Esta segunda-feira, na Antiga Fàbrica Estrella Damm, teve lugar a grande final da décima edição do concurso “Plat Favorit dels Catalans”, um evento já clássico promovido pela revista CUINA, Abacus e a Generalitat de Catalunya. E sim, aquele prato que associamos às festas de Sant Esteve e às refeições de domingo em família ganhou a medalha de ouro.
Uma final (gastronómica) de cortar a respiração
Que ninguém pense que foi um mar de rosas. Para chegar ao pódio, os canelones tiveram de suar o bechamel.
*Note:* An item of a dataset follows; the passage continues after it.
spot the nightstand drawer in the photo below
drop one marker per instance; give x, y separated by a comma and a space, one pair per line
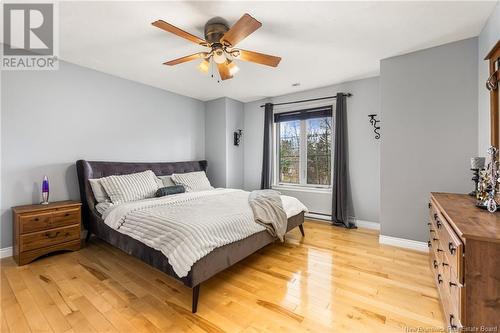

A votação, que reuniu mais de 25.000 votos populares em quatro semanas, foi complementada pelo veredito de um júri profissional (com um peso de 30%) que incluiu chefes da estatura de Fina Puigdevall (Les Cols) e Oriol Castro (Disfrutar).
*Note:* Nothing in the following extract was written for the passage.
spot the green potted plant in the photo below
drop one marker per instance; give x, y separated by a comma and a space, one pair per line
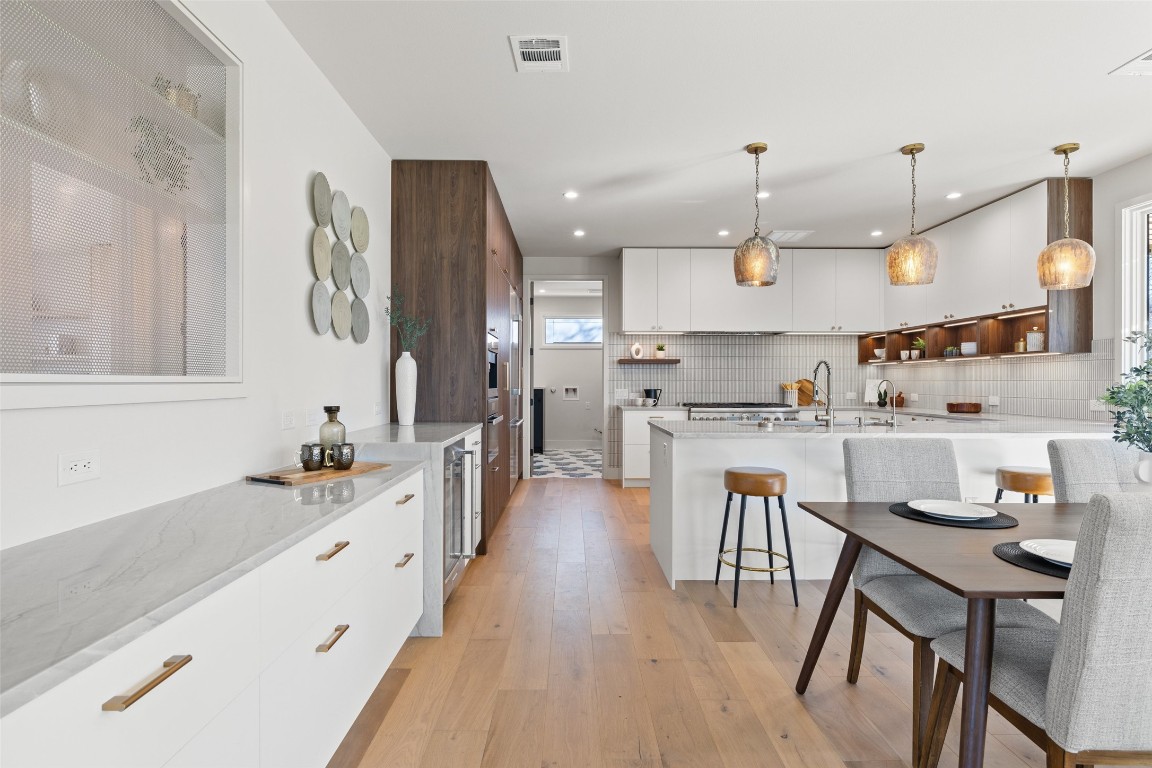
918, 346
409, 328
1130, 403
Na grande final, os canelones (defendidos por chefes como Carles Gaig) enfrentaram outros titãs da nossa gastronomia: Botifarra amb seques, Suquet de peix e Cargols a la llauna.
Para trás ficaram outros 11 pratos que são verdadeiros emblemas. E dói ver alguns deles “caídos” em combate: fricandó (vencedor em 2021), escudella, calçots e até, preparem-se, pa amb tomàquet. Quase nada.
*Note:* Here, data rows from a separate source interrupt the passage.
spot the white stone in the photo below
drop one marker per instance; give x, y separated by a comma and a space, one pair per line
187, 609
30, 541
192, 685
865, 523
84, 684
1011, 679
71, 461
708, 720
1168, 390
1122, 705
A vitória também faz parte dos eventos da Catalunya Regió Mundial de la Gastronomia 2025, um reconhecimento que, como destacou o ministro Miquel Sàmper, busca “destacar o valor do produto e também o trabalho de nossos chefs”.
O segredo dos canelones de Barcelona
Mas o que é que faz com que os canelones sejam tão nossos? Aqui entra a reviravolta. Embora seja hoje o símbolo por excelência da ” cuina d’aprofitament“, o canelone é, na realidade, um imigrante.
A tradição não é tão antiga como a escudella. De acordo com várias fontes, como El Nacional.cat e GastroBarna, os canelones tornaram-se populares na cidade no início do século XX, graças aos restaurantes de influência francesa e italiana.
Muitos colocam o epicentro desta febre da massa na Maison Dorée, um luxuoso restaurante francês que abriu as suas portas na Plaça Catalunya (sim, onde está hoje a Primark) e que triunfou entre a burguesia de Barcelona importando receitas parisienses, como o “Cannelloni Rossini”.
Foram os catalães que lhe deram o seu toque de mestre, trocandoo recheio de carne picada crua (à italiana) por carne assada (o rostit), muitas vezes proveniente do carn d’olla ou do frango de Natal, ou cozendo a massa em vez de a deixar al dente.